I'm now thoroughly depressed, so I guess that means it's time for a brand-new episode of... what's the name of this fucking podcast? Is it Trappo's Chap House? Shit, that is what it's called, isn't it? What kind of deranged name is Trappo's Chap House? Christ. So this episode is called The Wonderful Ice Cream Podcast, and it's a direct continuation of last week's conversation. And by "direct", I mean this is just the second half of that conversation. Back in 2017, I attended Planet Comic-Con in Kansas City for the first time, to support my nephew, who has Cystic Fibrosis. The plan was for my nephew to get the red carpet treatment, meeting a bunch of celebrities and collecting some free swag, and I expected to take no part in any of it. I just wanted to attend a big convention for the first time, and assumed that at some point my brother and his family would go on their adventure, leaving me to my own devices for a while in this massive convention center. That is not what happened. 

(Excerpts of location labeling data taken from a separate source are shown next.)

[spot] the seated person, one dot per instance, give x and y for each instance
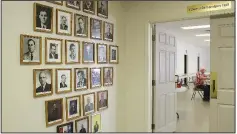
(200, 79)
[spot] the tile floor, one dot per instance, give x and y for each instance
(193, 114)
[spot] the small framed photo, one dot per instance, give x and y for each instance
(108, 76)
(113, 54)
(96, 123)
(95, 77)
(89, 6)
(31, 49)
(63, 80)
(53, 50)
(88, 52)
(75, 4)
(54, 112)
(80, 25)
(102, 9)
(102, 100)
(101, 53)
(43, 18)
(65, 128)
(43, 79)
(64, 22)
(108, 31)
(88, 103)
(72, 51)
(81, 78)
(73, 105)
(82, 125)
(96, 28)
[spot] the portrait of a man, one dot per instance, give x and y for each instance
(43, 17)
(43, 81)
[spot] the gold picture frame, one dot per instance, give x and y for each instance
(27, 55)
(48, 87)
(36, 19)
(70, 81)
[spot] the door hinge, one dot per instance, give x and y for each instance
(153, 83)
(152, 126)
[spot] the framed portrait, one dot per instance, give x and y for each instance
(54, 112)
(63, 80)
(96, 123)
(102, 9)
(113, 54)
(81, 78)
(31, 49)
(88, 52)
(101, 53)
(102, 100)
(43, 79)
(64, 22)
(65, 128)
(95, 77)
(57, 2)
(89, 6)
(80, 25)
(82, 125)
(88, 103)
(75, 4)
(108, 76)
(96, 28)
(43, 18)
(73, 106)
(72, 48)
(53, 51)
(108, 31)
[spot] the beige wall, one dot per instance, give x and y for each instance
(138, 15)
(23, 113)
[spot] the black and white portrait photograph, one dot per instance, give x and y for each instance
(63, 22)
(63, 80)
(72, 51)
(102, 9)
(80, 25)
(75, 4)
(95, 77)
(113, 54)
(102, 100)
(73, 107)
(88, 55)
(54, 111)
(96, 29)
(88, 103)
(82, 125)
(65, 128)
(101, 53)
(31, 49)
(81, 78)
(53, 50)
(89, 6)
(43, 18)
(42, 82)
(108, 31)
(108, 76)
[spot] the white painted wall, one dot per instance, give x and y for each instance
(20, 111)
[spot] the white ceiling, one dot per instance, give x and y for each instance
(189, 35)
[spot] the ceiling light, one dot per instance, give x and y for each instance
(203, 35)
(196, 27)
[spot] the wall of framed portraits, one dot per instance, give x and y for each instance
(60, 64)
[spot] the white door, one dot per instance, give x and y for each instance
(164, 103)
(222, 115)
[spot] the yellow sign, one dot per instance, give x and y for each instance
(213, 85)
(209, 7)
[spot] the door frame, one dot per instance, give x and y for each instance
(149, 68)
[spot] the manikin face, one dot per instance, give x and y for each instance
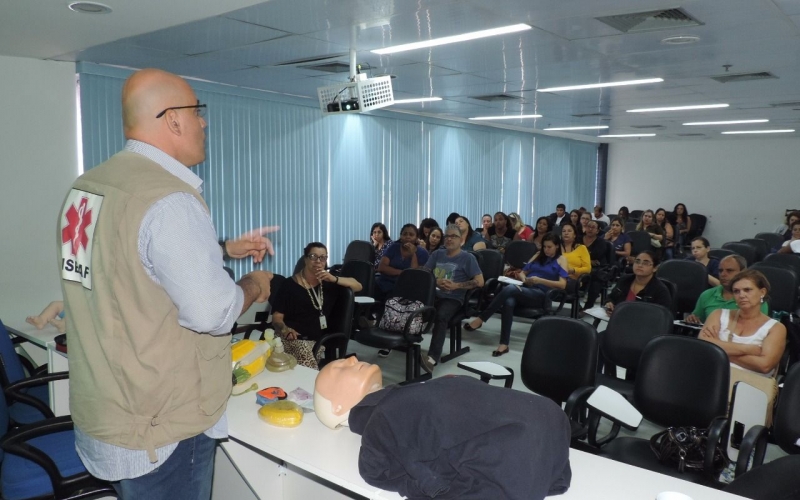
(747, 294)
(699, 251)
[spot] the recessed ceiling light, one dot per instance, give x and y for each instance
(680, 40)
(778, 131)
(453, 39)
(419, 99)
(729, 122)
(602, 85)
(627, 135)
(678, 108)
(593, 127)
(89, 8)
(505, 117)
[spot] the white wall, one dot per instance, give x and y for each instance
(38, 163)
(743, 186)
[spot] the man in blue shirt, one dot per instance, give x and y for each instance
(456, 272)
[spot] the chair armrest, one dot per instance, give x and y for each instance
(15, 443)
(755, 439)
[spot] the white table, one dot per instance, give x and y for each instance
(332, 456)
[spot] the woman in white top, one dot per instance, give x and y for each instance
(752, 340)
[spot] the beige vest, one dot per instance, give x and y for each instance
(137, 378)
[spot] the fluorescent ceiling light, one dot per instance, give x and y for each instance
(452, 39)
(627, 135)
(593, 127)
(505, 117)
(602, 85)
(729, 122)
(418, 99)
(678, 108)
(779, 131)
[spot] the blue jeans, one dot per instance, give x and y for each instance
(185, 475)
(507, 299)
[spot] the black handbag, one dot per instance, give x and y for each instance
(686, 447)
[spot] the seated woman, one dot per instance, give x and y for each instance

Much to my surprise, I got swept up in this hullabaloo, meeting many celebrities and even getting Stan Lee to autograph my convention lanyard, which was a big highlight for me, to say the least. But what still truly stands out for me was getting to spend several minutes just getting to hang out alone with one of my favorite actors, talking about one of my favorite movies. I never expected I would ever have the opportunity to tell Edward James Olmos how his work in The Wonderful Ice Cream Suit profoundly affected me, until it just happened on that warm spring afternoon. This podcast tells that story. It may not be very entertaining, but it's the best I've got right now in terms of uplifting entertainment, so just sit back for a few minutes and you'll hear the tale of one lame starfucker's encounter with that guy who played Gaff in Blade Runner

Chapter 18: The Wonderful Ice Cream Podcast

 

 That's it. That's all I've got. Maybe I'll be back next week. Maybe not. Maybe we'll all be dead, and none of this will even matter. Maybe we're all already dead and this is just our collective Hell. Whatever. I think I'm going to go get really drunk and roll around on the floor crying while listening to a bunch of sad songs. Right now that's just the only plan that makes any sense at all to me.